Well this was a little afternoon entertainment: I caught Arnie where I keep the container of millet (it's clear so she could see it in there) and the chopstick that I get her to target. She was nibbling the end of the chopstick and then looking to the millet container and nibbling it trying to get it out, I think she thought by targeting the chopstick the millet was going to somehow materialise out of the container, she was getting frustrated it wasn't working too! haha. it was so cute.


----------



## lperry82 (Aug 2, 2010)

Awww poor Arnie


----------



## Sar (Sep 22, 2010)

Belinda said:


> Well this was a little afternoon entertainment: I caught Arnie where I keep the container of millet (it's clear so she could see it in there) and the chopstick that I get her to target.
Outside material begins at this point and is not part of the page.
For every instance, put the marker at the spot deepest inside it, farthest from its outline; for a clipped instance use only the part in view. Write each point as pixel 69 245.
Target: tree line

She was nibbling the end of the chopstick and then looking to the millet container and nibbling it trying to get it out, I think she thought by targeting the chopstick the millet was going to somehow materialise out of the container, she was getting frustrated it wasn't working too! haha. it was so cute.


Arnie is SOOOO sweet 
It shows the clicker training is working though!


----------



## roxy culver (May 27, 2010)

At least she has the right idea...only she forgot that mommy has to be holding it for her to get millet lol.


----------



## Belinda (Oct 9, 2010)

"why isn't it making a click sound?"

haha.


----------